December 11, 2019 by Siobhan Brown
Hi everyone! I’m Hope, a new volunteer in the communications team who will be bringing you regular updates about what the animals have been up to on the farm.
I graduated from the University of Sussex with an MA in Art History and Museum Curating with Photography, where I specialised in Theatre & Performance. Working across writing, editing, events productions and administration, I have previously held roles at Studio Private, Dazed & Confused, the V&A and Elephant West Gallery. I am currently working at 59 Productions, an award-winning design studio and production company.
Having spent a large amount of my upbringing around farm animals in Essex and having always owned pets they have remained my greatest joy. In my spare time, I like visiting London’s city farms. They make me feel like I’m in the countryside without travelling very far.
Volunteering at Stepney City Farm has impacted my life in a really positive way as it allows me to keep my writing skills up in my spare time and gain insight into the inner workings of the farm. It’s also rewarding to support the farm which does such amazing work providing the local community with the opportunity to experience farming right in the heart of the city.
I’m excited to start updating you on what the animals have been up to on a regular basis.
The change in season has brought about considerable changes to the farm animals and their needs. This has impacted how our Farmyard Manager Tom and animal worker Colin look after them.
Due to the time of year and the change in hourly light, the chickens have decreased laying. Even if the winter weather is warmer, if there is not enough light some breeds will slow down laying. This is because more of the chickens’ bodily resources have to go into keeping them warm rather than producing eggs. Due to this, we currently have fewer eggs on sale at the Farm.
The chickens have also been malting, which is also closely linked to the change in daylight hours and the end of the egg laying season.

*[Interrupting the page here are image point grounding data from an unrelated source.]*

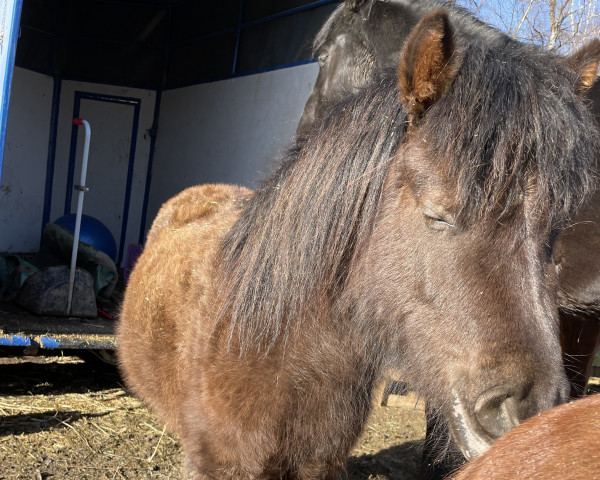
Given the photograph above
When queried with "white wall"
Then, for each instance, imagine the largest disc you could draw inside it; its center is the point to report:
(108, 156)
(230, 131)
(25, 155)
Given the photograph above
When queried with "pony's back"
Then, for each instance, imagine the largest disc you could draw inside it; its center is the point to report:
(559, 443)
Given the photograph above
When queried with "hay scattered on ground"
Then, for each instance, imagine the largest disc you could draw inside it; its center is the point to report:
(62, 418)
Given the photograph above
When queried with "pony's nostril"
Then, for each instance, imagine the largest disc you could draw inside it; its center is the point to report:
(497, 413)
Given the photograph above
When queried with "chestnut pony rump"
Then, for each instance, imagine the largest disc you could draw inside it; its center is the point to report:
(257, 324)
(559, 443)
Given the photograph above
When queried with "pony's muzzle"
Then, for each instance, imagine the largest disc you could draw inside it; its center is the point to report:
(495, 412)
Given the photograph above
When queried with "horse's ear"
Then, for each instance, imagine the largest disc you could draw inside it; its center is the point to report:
(585, 62)
(429, 62)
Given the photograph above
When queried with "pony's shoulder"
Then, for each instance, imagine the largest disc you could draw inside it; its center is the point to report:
(195, 205)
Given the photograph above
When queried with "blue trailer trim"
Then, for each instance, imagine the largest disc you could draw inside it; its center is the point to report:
(15, 341)
(51, 160)
(11, 38)
(47, 342)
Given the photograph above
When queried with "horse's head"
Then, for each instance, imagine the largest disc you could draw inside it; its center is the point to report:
(496, 156)
(364, 36)
(346, 60)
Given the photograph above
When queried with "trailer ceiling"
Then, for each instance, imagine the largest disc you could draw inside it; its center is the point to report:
(165, 44)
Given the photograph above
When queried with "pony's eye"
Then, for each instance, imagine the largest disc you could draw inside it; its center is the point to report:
(436, 221)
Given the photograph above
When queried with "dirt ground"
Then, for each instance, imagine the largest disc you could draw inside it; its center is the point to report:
(63, 418)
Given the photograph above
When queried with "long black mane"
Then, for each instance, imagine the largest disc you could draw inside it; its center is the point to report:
(509, 115)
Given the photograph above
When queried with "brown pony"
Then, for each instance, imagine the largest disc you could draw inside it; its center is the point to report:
(413, 226)
(559, 443)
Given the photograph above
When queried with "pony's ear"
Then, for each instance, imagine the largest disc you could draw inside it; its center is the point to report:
(585, 62)
(429, 62)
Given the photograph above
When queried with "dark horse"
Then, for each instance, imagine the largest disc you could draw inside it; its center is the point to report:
(413, 226)
(363, 36)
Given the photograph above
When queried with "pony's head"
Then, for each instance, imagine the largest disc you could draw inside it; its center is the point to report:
(499, 152)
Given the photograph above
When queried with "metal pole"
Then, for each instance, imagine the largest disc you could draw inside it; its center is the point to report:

The annual moult is when the chickens shed all their feathers and replace them with new ones.
Our donkeys George and Dunstan now have their winter coats on to keep warm. They are mostly wearing them overnight at the moment but sometimes during the day too depending on the temperature levels.
Donkeys’ coats tend to be longer and coarser than horses and they don’t produce as much natural grease as horses do. Donkeys are more susceptible to rain, wind and snow and less adaptable to the UK weather: this makes coats a necessity in the winter months.
Kat and Mars, our pedigree Berkshire pigs, are also going through some seasonal changes of their own. They are currently split up in different fields so they can spend time apart over the winter period in order to put on some weight which will be beneficial in the colder months.
Hellos and goodbyes
As you may already know, we have had 9 piglets on the farm this year: 3 girls and 6 boys. The female piglets have recently been sold to another farm as breeding stock. The remaining piglets will be staying with us until February when they will go for meat.
We’ve had some newcomers to the farm! The Farm has been donated some more Soay sheep – a young ram (Patrick) and two girls (Beyonsoay and Diana.) The new ram is registered so we will be able to sell his offspring as we have done with the piglets.
Two ferrets, Bobo and Nibbles, have joined the small furries. They have settled in well. They’re quite a bit bigger than longstanding resident ferret Mr Wiggles: he is getting older and isn’t able to store up as large fat reserves as the youngsters can.
Excitingly, our female goats Jazz and Pop recently went to Newham City Farm in the hope of getting pregnant. Fingers crossed we will have some kids running around in Spring 2020.
More space for our animals
Over the winter we are also preparing some of the land handed back to us from Crossrail for two new poultry enclosures and an additional grazing field.